Fitting Structural Equation Models via Variational Approximations

TL;DR

This paper introduces a fast variational Bayes method for fitting structural equation models, offering a computationally efficient alternative to traditional MCMC techniques with reliable inference.

Contribution

It develops a mean field variational Bayes approach for structural equation models and enhances approximation quality using bootstrap methods.

Findings

Variational method is significantly faster than MCMC.

Bootstrap improves the accuracy of variational approximations.

Method provides reliable inference for complex models.

Abstract

Structural equation models are commonly used to capture the relationship between sets of observed and unobservable variables. Traditionally these models are fitted using frequentist approaches but recently researchers and practitioners have developed increasing interest in Bayesian inference. In Bayesian settings, inference for these models is typically performed via Markov chain Monte Carlo methods, which may be computationally intensive for models with a large number of manifest variables or complex structures.

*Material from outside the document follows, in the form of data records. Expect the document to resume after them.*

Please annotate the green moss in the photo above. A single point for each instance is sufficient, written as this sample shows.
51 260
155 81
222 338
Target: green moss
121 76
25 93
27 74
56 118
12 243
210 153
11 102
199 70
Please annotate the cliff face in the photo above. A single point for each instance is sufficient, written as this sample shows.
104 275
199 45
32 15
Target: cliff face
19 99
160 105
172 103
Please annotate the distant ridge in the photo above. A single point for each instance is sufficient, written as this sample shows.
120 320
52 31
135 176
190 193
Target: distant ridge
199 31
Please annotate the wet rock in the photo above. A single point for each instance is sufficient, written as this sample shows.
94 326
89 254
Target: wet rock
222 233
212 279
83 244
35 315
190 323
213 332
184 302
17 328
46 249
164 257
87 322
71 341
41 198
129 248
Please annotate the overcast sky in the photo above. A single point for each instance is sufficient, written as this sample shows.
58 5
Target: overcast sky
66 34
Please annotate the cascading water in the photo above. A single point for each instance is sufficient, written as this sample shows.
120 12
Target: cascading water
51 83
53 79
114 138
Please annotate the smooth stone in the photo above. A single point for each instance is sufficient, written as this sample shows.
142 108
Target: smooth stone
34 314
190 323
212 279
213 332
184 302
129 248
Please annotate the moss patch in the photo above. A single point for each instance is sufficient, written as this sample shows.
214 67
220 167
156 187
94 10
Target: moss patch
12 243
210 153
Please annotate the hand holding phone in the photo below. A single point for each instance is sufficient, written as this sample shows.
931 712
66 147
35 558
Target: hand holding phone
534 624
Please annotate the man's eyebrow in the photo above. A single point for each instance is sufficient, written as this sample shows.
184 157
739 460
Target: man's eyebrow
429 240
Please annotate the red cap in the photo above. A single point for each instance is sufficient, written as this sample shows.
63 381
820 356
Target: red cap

Variational approximations can be a fast alternative; however, they have not been adequately explored for this class of models. We develop a mean field variational Bayes approach for fitting elemental structural equation models and demonstrate how bootstrap can considerably improve the variational approximation quality. We show that this variational approximation method can provide reliable inference while being significantly faster than Markov chain Monte Carlo.